Tag: variance

  • Standard Deviation in Research: A Clear Statistical Definition

    Standard deviation is a measure of how spread out a set of values is around its mean. It expresses, in the original units of the data, the typical distance of an observation from the average. A small standard deviation means values cluster tightly around the mean; a large standard deviation means they are widely dispersed. It is one of the most widely reported summary statistics in quantitative research because it captures variability that a mean alone conceals.

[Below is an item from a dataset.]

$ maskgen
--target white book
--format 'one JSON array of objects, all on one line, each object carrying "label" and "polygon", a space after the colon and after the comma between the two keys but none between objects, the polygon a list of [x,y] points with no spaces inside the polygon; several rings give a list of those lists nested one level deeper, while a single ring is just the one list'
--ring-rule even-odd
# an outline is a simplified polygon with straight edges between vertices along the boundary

    Standard deviation and the mean

    Two datasets can share an identical mean yet behave very differently. Consider two classes whose mean test score is 70. In the first, scores fall between 68 and 72; in the second, they range from 40 to 100. Both means are 70, but the second class is far more variable. The standard deviation quantifies that difference, which is why reporting a mean without a measure of spread is incomplete.

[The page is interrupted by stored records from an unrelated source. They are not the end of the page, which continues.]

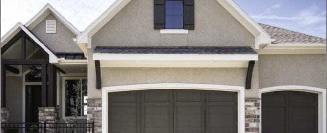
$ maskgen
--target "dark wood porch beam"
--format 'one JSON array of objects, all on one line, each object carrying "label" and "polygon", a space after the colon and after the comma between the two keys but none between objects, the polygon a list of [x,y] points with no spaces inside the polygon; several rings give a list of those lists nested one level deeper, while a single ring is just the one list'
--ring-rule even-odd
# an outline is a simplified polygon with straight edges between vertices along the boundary
[{"label": "dark wood porch beam", "polygon": [[21,45],[21,59],[26,59],[26,36],[22,35],[22,45]]},{"label": "dark wood porch beam", "polygon": [[6,70],[15,74],[19,74],[19,70],[9,65],[4,65]]},{"label": "dark wood porch beam", "polygon": [[33,65],[49,63],[49,60],[44,59],[19,60],[3,59],[1,62],[4,64],[11,65]]},{"label": "dark wood porch beam", "polygon": [[63,74],[66,74],[66,73],[65,71],[64,71],[63,70],[62,70],[61,68],[59,68],[59,67],[57,66],[54,65],[54,67],[55,67],[56,69],[58,71],[59,71],[59,72],[61,72],[61,73],[63,73]]},{"label": "dark wood porch beam", "polygon": [[7,43],[1,47],[1,54],[3,54],[4,52],[5,52],[8,49],[9,49],[10,47],[11,47],[20,38],[21,38],[21,37],[22,37],[22,35],[23,34],[23,33],[24,32],[22,30],[21,30],[17,34],[15,35]]},{"label": "dark wood porch beam", "polygon": [[6,67],[1,64],[1,107],[5,108],[6,105]]},{"label": "dark wood porch beam", "polygon": [[95,60],[95,76],[96,77],[96,89],[101,89],[101,67],[100,66],[100,61]]},{"label": "dark wood porch beam", "polygon": [[245,89],[251,89],[251,83],[252,79],[252,73],[254,67],[254,61],[249,61],[249,66],[247,67],[247,74],[246,74],[246,81],[245,82]]},{"label": "dark wood porch beam", "polygon": [[47,91],[48,107],[56,107],[57,94],[57,69],[53,64],[49,64],[49,85]]},{"label": "dark wood porch beam", "polygon": [[41,107],[47,107],[47,64],[42,64],[42,85],[41,85]]}]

    Standard deviation is the square root of the variance. Variance is the average of the squared deviations of each value from the mean. Squaring removes negative signs and emphasises larger departures, but it also leaves variance in squared units. Taking the square root returns the figure to the original units, making standard deviation the more interpretable companion to the mean.

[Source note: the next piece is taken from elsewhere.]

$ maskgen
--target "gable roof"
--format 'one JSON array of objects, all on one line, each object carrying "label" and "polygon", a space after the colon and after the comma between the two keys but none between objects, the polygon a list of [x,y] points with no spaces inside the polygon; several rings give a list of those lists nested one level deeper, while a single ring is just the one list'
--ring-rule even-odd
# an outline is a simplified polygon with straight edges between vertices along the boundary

    Population versus sample

    The formula differs depending on whether the data represent an entire population or a sample drawn from one. The population standard deviation divides the sum of squared deviations by N, the number of values. The sample standard deviation divides by n minus 1 rather than n. This adjustment, known as Bessel’s correction, compensates for the tendency of a sample to underestimate the spread of the population it came from. Because most research analyses a sample and infers something about a wider population, the sample formula with n minus 1 is the one most often applied.

    Quantity Divisor Used when
    Population standard deviation N Every member of the population is measured
    Sample standard deviation n − 1 A sample is used to estimate the population

    The 68-95-99.7 rule

    When data follow a normal (bell-shaped) distribution, standard deviation maps onto predictable proportions of the data. This is the empirical rule, often called the 68-95-99.7 rule. Approximately 68% of values fall within one standard deviation of the mean, about 95% fall within two standard deviations, and roughly 99.7% fall within three. These figures hold only for a normal distribution and are approximations for real data that merely resemble one; skewed or heavy-tailed distributions will not obey them.

    Range from the mean Approximate share of data (normal distribution)
    ±1 standard deviation 68%
    ±2 standard deviations 95%
    ±3 standard deviations 99.7%

    A worked conceptual example

    Suppose adult resting heart rates in a sample have a mean of 70 beats per minute and a standard deviation of 8. If the distribution is roughly normal, then about 68% of people in that sample have a resting rate between 62 and 78 (the mean plus or minus one standard deviation). About 95% fall between 54 and 86 (two standard deviations), and almost everyone, around 99.7%, falls between 46 and 94 (three standard deviations). A reading of 100 would lie more than three standard deviations above the mean and would therefore be unusual relative to this sample. Examining such extreme values links directly to outlier detection, a related step in data quality assessment.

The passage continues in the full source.